Answer: She'hakol ne'hi'ye b'd'varo (Blessed is He Who created everything with an utterance)
Not so simple right? An apple has one blessing, but apple juice has another.
It gets more complicated.
Question: What bracha rishona is recited for pureed apple sauce?
Answer: She'hakol ne'hi'ye b'd'varo
Question: What bracha rishona is recited for apple sauce that is chunky?
Answer: Borei pri ha'etz
And this is the easy stuff! Every third grade participant in the bracha bee knows this! For the tough stuff you need to get into which is the "majority ingredient", which food "you really want", whether you're having the food as a meal or as a snack, etc.
Which all brings us to a question I had the other day while we had some guests over for Shabbat.
Why in the world are there different brachot at all? Isn't the whole point that I recognize God as the source of my food? Do I recognize God's majesty even more if I understand the source of the food?
This answer doesn't seem to make sense for many reasons. Firstly, we only have five categories of "sources" and only four of those are really a source (fruit, vegetable, grain, and bread), the fifth category is just a catch-all with numerous sources (liquid, meats, things out of their normal form, etc). Secondly, a large part of which bracha to recite depends not on God, but on man; namely, has man processed the food (as in the apple examples above)? Thirdly, if we're recognizing God's majesty by the sources through which He provides them we not only shouldn't have catch-all categories, but when we eat a food with multiple ingredients, we should recognize God as the source for each and every ingredient. We certainly shouldn't say a Ha'Motzi (blessing for bread) and not say anything for the fruits, veggies, drinks, and grains we consume after. And we shouldn't say about our stew that we prefer the potatoes (and bless for the vegetable) over the beef (and not bless for the meat).
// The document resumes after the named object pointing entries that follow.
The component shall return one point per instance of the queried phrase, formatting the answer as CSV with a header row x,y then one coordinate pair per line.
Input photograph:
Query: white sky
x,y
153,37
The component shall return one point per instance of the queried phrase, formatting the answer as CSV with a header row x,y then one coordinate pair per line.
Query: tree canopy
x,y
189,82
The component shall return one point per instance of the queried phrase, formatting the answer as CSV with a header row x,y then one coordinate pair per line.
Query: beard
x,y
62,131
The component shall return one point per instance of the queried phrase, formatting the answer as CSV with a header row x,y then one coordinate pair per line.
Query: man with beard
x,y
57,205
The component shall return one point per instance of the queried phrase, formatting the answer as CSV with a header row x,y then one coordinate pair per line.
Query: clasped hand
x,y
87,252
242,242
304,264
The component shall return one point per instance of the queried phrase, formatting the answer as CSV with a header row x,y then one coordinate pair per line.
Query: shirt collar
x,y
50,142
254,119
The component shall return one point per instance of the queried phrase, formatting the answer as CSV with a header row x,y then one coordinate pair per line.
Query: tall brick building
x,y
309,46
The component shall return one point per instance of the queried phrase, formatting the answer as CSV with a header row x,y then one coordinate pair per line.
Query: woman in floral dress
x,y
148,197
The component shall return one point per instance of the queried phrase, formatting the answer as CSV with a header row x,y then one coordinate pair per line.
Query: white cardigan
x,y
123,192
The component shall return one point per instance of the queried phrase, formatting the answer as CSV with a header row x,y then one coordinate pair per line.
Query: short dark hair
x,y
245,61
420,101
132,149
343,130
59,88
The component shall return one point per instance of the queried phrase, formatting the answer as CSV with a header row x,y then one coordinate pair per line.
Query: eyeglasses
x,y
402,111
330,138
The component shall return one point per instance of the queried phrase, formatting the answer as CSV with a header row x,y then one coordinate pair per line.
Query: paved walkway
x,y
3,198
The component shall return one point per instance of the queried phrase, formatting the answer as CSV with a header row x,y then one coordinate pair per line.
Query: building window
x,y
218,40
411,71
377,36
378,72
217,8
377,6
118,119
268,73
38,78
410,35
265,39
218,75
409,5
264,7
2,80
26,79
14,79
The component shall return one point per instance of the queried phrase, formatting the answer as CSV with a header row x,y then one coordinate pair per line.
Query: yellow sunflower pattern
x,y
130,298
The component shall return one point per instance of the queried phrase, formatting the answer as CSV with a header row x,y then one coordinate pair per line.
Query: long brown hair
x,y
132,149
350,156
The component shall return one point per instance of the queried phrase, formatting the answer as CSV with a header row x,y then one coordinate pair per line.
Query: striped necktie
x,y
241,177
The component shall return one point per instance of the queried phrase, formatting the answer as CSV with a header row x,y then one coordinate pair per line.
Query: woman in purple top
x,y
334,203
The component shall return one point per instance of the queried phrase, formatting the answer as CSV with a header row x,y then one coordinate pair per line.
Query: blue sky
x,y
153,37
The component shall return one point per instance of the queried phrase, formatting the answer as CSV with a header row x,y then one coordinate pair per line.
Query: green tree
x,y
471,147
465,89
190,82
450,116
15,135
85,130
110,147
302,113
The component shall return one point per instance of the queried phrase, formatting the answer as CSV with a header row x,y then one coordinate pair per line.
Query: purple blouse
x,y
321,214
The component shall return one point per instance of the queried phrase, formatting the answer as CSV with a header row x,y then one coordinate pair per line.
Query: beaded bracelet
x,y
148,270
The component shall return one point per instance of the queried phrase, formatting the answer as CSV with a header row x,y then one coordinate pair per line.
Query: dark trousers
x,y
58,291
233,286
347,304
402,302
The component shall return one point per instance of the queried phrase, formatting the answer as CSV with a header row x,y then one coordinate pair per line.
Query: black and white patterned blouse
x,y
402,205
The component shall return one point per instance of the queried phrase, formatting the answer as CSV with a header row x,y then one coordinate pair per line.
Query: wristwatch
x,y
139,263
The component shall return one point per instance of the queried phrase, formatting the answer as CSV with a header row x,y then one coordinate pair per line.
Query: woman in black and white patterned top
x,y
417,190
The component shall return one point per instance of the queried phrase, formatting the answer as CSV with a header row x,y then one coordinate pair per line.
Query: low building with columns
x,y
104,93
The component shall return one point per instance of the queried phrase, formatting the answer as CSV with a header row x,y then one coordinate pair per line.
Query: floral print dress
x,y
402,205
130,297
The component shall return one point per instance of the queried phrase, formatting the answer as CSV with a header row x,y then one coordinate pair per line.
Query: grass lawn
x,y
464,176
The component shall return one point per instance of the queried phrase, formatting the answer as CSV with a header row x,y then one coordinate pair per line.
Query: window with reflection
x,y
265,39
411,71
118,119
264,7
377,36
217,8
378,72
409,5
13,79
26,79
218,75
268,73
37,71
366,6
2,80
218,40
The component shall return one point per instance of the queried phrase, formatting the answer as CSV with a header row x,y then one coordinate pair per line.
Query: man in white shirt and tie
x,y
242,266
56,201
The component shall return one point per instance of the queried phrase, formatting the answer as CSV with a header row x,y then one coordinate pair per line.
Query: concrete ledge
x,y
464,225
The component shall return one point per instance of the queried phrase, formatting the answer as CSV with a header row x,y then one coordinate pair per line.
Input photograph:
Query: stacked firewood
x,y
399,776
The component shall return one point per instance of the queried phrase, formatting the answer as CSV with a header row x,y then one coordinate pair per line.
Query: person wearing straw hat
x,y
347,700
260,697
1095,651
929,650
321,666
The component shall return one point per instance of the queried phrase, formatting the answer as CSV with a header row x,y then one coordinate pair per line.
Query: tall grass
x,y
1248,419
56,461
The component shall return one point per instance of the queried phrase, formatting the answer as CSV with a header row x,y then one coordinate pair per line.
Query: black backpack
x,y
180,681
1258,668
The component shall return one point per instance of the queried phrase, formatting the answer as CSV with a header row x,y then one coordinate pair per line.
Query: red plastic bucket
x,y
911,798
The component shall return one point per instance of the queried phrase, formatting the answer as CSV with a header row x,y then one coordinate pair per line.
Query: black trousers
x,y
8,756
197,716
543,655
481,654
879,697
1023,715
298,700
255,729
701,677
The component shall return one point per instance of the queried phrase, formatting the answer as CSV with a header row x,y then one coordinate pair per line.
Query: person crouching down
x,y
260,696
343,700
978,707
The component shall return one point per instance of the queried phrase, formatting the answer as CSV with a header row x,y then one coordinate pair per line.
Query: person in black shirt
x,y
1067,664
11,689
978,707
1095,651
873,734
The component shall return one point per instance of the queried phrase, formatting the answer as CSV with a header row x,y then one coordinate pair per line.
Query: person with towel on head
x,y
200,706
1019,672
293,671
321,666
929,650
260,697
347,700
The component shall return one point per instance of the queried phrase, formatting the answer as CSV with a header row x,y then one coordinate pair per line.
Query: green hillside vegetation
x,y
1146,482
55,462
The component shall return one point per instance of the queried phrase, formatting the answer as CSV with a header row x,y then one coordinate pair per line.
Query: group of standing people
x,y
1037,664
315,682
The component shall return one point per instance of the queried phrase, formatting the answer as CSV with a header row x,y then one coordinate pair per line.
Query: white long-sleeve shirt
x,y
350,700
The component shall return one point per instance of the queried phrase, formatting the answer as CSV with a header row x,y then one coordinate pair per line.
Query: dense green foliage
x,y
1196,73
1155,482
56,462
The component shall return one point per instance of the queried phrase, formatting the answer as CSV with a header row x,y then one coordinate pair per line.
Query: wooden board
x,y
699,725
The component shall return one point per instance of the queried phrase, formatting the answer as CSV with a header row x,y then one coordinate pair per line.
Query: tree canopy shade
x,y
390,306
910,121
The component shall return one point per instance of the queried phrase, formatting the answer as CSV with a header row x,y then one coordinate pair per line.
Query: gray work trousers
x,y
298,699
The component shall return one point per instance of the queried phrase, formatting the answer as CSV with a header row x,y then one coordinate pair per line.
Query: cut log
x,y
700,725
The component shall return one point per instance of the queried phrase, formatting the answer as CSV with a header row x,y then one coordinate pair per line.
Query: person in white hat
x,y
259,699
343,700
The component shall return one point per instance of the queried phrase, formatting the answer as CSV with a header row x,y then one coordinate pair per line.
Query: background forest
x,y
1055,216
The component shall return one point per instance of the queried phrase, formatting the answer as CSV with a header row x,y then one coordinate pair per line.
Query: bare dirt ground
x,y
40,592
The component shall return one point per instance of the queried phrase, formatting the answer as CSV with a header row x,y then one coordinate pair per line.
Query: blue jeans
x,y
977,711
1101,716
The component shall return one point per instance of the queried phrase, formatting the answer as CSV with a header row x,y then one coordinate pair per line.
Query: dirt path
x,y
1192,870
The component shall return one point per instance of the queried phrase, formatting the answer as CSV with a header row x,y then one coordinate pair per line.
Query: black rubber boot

But, perhaps even more so, this system makes it highly likely that someone will make a bracha l'vatala (a blessing in vain) due to reciting the wrong bracha and thereby desecrate God's name.
Why not just have a blessing that goes like this, for example: "Blessed are you God, Master of the Universe, Who created all of the ingredients necessary for the making of this pizza."? Simple, no?